Thread

  1. Re: Initial Review: JSON contrib modul was: Re: Another swing at JSON

    Joey Adams <joeyadams3.14159@gmail.com> — 2011-07-15T19:56:56Z

    On Mon, Jul 4, 2011 at 10:22 PM, Joseph Adams
    <joeyadams3.14159@gmail.com> wrote:
    > I'll try to submit a revised patch within the next couple days.
    
    Sorry this is later than I said.
    
    I addressed the issues covered in the review.  I also fixed a bug
    where "\u0022" would become """, which is invalid JSON, causing an
    assertion failure.
    
    However, I want to put this back into WIP for a number of reasons:
    
     * The current code accepts invalid surrogate pairs (e.g.
    "\uD800\uD800").  The problem with accepting them is that it would be
    inconsistent with PostgreSQL's Unicode support, and with the Unicode
    standard itself.  In my opinion: as long as the server encoding is
    universal (i.e. UTF-8), decoding a JSON-encoded string should not fail
    (barring data corruption and resource limitations).
    
     * I'd like to go ahead with the parser rewrite I mentioned earlier.
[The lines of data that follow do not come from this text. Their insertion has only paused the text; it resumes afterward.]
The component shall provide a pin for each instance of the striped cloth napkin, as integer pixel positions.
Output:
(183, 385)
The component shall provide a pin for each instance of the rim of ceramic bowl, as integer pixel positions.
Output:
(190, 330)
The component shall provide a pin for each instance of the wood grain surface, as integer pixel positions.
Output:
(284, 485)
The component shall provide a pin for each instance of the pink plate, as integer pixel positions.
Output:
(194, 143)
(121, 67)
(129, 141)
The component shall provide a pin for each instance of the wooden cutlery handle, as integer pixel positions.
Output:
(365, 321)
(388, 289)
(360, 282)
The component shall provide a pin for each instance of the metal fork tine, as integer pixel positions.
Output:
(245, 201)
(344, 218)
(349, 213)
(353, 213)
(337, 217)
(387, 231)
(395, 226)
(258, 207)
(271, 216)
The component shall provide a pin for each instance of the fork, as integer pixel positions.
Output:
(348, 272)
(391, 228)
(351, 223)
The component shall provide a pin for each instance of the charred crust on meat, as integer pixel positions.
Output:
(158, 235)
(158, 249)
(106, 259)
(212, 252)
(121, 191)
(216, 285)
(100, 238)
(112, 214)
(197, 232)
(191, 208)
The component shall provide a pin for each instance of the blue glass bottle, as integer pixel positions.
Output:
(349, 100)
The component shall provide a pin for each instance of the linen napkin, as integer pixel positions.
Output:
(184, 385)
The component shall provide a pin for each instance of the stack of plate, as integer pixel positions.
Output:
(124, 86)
    The new parser will be able to construct a parse tree when needed, and
    it won't use those overkill parsing macros.
    
     * I recently learned that not all supported server encodings can be
    converted to Unicode losslessly.  The current code, on output,
    converts non-ASCII characters to Unicode escapes under some
    circumstances (see the comment above json_need_to_escape_unicode).
    
    I'm having a really hard time figuring out how the JSON module should
    handle non-Unicode character sets.  \uXXXX escapes in JSON literals
    can be used to encode characters not available in the server encoding.
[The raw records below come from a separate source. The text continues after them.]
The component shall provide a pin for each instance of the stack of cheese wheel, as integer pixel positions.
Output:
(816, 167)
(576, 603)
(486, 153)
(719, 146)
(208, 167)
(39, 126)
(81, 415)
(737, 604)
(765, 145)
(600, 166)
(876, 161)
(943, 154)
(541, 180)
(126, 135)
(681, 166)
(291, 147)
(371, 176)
     On the other hand, the server encoding can encode characters not
    present in Unicode (see the third bullet point above).  This means
    JSON normalization and comparison (along with member lookup) are not
    possible in general.
    
    Even if I assume server -> UTF-8 -> server transcoding is lossless,
    the situation is still ugly.  Normalization could be implemented a few
    ways:
    
     * Convert from server encoding to UTF-8, and convert \uXXXX escapes
    to UTF-8 characters.  This is space-efficient, but the resulting text
    would not be compatible with the server encoding (which may or may not
    matter).
     * Convert from server encoding to UTF-8, and convert all non-ASCII
    characters to \uXXXX escapes, resulting in pure ASCII.  This bloats
    the text by a factor of three, in the worst case.
     * Convert \uXXXX escapes to characters in the server encoding, but
    only where possible.  This would be extremely inefficient.
    
    The parse tree (for functions that need it) will need to store JSON
    member names and strings either in UTF-8 or in normalized JSON (which
    could be the same thing).
    
    Help and advice would be appreciated.  Thanks!
    
    - Joey